While most people might be inclined towards memorization, it's much better to pen down bullet points to each question and practice verbalizing them near to the interviews, so that your answers will come out more naturally.
4. Practice other questions by yourself or with AI
Even though trying to anticipate questions beyond the Big Three is challenging, you can get a lot of value out of practicing your story telling skills on sample questions. You may refer to my list of 30 questions which were collated across top tech companies for this. Also, going through this process will help you identify if there are significant gaps in your story catalog centered around specific signal areas. For example, perhaps you need more stories around past mistakes or .
This is a natural place to use chatbots: prompt an LLM to ask you these questions and give you feedback on your responses.
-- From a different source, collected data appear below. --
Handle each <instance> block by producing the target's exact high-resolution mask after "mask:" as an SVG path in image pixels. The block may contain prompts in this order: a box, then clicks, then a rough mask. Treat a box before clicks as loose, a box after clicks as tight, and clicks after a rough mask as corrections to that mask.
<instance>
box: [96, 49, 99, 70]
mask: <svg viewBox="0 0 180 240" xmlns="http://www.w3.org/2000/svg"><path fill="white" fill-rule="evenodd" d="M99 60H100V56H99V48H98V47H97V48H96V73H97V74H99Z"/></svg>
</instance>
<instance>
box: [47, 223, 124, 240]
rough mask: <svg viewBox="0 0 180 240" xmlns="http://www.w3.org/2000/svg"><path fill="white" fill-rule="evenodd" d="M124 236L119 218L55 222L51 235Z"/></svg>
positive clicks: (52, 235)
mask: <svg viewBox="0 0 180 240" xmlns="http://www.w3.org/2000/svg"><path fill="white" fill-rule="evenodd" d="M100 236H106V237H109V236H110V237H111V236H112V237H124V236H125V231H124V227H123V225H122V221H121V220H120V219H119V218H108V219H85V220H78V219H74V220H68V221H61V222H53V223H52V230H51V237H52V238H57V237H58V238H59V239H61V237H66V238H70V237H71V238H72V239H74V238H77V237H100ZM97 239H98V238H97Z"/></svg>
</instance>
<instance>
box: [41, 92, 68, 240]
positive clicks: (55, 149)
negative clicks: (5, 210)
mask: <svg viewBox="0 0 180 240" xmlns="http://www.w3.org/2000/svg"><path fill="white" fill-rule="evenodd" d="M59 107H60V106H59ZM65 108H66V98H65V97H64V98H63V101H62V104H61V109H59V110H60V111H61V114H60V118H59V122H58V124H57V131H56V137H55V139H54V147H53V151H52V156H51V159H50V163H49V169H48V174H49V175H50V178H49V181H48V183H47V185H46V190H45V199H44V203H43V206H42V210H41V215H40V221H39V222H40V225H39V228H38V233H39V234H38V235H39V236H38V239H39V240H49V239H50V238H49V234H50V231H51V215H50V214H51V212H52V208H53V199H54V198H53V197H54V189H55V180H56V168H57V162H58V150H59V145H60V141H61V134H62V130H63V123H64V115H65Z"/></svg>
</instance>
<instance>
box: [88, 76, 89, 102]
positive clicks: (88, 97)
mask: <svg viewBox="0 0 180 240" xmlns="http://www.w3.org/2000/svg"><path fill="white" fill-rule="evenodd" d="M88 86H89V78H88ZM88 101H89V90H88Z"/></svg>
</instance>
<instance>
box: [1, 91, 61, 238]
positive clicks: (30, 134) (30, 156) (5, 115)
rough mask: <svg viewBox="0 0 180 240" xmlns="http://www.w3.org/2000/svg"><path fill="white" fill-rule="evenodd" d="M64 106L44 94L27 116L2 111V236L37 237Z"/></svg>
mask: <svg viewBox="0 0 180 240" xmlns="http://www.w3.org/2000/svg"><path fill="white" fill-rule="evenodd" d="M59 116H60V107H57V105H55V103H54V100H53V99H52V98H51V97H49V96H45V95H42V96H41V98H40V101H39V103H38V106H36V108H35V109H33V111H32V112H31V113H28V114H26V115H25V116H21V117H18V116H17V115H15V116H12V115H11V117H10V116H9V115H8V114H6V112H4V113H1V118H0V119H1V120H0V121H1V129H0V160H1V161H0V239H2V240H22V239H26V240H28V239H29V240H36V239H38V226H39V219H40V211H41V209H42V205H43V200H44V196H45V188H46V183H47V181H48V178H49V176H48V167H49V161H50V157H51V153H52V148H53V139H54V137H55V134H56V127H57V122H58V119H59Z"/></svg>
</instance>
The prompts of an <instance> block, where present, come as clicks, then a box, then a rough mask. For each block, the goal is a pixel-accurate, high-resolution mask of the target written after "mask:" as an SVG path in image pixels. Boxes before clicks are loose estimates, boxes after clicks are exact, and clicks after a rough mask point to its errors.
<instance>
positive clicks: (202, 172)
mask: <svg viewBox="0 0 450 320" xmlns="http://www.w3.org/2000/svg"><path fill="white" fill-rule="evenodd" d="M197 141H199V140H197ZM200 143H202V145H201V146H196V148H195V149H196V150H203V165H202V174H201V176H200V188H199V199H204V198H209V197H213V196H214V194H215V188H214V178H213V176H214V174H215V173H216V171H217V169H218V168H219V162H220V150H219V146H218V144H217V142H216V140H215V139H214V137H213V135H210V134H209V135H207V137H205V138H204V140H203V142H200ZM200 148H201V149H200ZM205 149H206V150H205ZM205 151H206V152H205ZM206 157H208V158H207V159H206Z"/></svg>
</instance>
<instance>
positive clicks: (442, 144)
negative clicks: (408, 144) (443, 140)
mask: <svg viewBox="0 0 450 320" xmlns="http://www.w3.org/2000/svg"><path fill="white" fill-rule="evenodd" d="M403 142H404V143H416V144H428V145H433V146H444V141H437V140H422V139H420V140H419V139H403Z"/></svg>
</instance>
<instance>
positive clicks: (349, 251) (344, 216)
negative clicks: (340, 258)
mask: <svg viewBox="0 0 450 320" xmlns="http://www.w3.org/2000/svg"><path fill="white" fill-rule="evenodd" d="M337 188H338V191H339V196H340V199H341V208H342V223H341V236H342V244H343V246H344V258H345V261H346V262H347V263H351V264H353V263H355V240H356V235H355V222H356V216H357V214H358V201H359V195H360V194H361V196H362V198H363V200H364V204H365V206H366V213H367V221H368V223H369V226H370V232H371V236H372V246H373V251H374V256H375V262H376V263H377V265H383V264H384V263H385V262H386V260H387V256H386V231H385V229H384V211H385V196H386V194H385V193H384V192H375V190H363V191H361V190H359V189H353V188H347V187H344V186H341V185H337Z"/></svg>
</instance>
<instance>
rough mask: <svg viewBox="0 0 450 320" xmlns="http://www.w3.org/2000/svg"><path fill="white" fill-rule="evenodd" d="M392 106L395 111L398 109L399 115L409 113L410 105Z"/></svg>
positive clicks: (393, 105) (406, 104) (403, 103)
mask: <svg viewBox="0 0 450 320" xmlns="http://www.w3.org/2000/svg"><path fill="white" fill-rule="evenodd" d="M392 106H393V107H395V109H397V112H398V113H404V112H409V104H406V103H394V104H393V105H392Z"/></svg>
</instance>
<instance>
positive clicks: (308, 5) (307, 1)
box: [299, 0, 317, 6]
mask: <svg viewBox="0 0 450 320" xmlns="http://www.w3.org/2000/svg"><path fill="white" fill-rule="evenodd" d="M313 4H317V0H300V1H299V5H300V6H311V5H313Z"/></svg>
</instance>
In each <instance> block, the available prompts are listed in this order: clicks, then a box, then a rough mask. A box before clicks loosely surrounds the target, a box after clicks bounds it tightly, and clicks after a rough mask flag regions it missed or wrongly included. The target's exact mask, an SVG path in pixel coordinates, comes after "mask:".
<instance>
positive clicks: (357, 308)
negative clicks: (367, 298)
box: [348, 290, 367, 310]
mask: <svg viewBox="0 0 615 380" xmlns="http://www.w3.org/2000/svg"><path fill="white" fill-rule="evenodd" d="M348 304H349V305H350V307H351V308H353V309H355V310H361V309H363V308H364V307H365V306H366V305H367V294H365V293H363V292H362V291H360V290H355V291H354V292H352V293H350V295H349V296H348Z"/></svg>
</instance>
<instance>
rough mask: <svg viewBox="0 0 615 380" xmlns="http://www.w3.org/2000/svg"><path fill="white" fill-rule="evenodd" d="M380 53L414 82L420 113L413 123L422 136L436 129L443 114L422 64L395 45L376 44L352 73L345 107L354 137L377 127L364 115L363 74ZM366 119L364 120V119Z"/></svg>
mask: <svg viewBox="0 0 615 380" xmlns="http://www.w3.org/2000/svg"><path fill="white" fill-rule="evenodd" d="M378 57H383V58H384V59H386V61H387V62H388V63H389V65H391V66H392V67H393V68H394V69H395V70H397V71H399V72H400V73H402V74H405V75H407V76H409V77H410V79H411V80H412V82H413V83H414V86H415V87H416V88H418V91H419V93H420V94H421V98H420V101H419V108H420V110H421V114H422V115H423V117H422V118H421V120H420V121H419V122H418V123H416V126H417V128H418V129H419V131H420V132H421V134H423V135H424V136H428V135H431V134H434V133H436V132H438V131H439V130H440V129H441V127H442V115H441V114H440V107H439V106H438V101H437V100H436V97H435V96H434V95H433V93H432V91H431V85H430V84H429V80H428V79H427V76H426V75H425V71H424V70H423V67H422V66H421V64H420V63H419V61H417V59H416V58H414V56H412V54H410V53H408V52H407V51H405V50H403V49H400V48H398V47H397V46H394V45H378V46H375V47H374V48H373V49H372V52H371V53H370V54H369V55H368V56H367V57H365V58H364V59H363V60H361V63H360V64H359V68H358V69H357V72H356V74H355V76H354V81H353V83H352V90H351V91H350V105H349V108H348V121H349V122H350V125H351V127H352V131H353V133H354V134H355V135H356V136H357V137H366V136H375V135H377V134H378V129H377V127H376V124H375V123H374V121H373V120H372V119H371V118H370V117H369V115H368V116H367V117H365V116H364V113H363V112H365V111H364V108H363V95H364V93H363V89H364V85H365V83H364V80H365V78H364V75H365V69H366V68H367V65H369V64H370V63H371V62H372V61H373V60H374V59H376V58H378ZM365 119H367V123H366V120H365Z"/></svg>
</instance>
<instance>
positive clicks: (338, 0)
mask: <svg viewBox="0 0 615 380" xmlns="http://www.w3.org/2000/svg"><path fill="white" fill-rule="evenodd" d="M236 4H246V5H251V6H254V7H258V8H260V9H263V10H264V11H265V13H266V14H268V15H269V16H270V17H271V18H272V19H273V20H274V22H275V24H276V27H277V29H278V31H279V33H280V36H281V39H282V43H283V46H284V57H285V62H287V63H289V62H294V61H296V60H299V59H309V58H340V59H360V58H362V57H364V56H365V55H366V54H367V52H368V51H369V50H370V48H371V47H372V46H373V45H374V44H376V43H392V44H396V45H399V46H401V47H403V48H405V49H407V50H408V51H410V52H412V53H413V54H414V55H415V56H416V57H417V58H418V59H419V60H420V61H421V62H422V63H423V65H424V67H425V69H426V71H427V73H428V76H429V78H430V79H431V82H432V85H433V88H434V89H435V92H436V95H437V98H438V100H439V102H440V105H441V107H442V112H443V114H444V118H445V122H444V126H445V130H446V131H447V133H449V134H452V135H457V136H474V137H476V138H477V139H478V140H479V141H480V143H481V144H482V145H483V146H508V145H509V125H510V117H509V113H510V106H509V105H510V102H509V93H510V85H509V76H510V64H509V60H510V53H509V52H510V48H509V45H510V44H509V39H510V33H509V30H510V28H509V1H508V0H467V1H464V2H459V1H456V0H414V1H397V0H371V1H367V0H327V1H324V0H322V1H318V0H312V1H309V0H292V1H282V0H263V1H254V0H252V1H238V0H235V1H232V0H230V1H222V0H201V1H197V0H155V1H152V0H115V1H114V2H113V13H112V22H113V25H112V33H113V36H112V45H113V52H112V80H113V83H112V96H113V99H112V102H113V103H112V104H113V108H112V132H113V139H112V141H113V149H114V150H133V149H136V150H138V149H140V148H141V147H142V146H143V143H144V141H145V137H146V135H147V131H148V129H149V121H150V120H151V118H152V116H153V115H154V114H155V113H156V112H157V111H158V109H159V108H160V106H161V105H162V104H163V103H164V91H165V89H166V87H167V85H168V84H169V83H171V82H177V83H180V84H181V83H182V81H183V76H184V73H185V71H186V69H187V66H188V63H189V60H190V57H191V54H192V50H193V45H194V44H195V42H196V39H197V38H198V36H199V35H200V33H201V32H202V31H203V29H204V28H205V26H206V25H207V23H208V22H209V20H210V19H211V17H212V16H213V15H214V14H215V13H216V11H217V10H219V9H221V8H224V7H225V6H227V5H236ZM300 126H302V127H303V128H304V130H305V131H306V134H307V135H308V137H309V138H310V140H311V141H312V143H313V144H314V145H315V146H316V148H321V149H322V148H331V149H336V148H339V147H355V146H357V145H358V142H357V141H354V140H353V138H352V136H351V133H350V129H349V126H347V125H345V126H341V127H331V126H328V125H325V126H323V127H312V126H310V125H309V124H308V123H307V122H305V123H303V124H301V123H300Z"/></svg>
Also encourage the AI to ask you follow up questions.
5. Prepare experiences to showcase fit to the company's culture / core values
As aforementioned, most top tech companies use their company values to evaluate candidates in behavioral interviews. As such, you should do your research to find out what those values are and ensure you have prepared experiences that showcase fit.
6. Try out mock behavioral interviews
If you would like to practice behavioral interviews with professional interviewers from top tech companies, schedule one with interviewing.io. Interviewing.io boasts a large pool of interviewers from Facebook, Amazon, Apple, Google and Microsoft. I have used interviewing.io both as an interviewer and interviewee and can guarantee a good experience with this platform.
For some advice on how to maximize your experience with mock interviewers, check out this post.
7. Expand your knowledge with newsletters, books, and courses
I've seen candidates get rejected for failing the behavioral round even though they did super well on the coding and system design interviews and if AI will be generating more and more code, behavioral interviews are getting more important—of course they’ve always been important for senior roles.
Check out the free newsletter Mastering Behavioral Interviews on Substack and the accompanying book.
There are also courses available:
- "Behavioral Interviews" by Exponent - While Exponent also has courses on technical content, what really makes them stand out from the other interview preparation platform is their availability of content for non-software engineering roles such as Product Management and Product Marketing. Their behavioral interview course is a mix of videos (by the Exponent CEO himself!) and text, going through the most common questions and imparting you with techniques to help you ace the interview. To top it off, they also have an interview question bank for behavioral questions with responses from the platform's helpful community. While the subscription might be a little pricey for just the behavioral interviews content, they also offer quality technical content for System Design, Data Structures and Algorithms. The convenience of a one-stop platform which covers all aspects of technical interview preparation is very enticing.
- "Grokking the Behavioral Interview" on Educative - As per other courses on Educative, this course is text-based and they believe that text-based courses are the more efficient than video courses. One thing that stands out about this course is that they teach you patterns for behavioral interviews, not just about memorizing questions and preparing answers.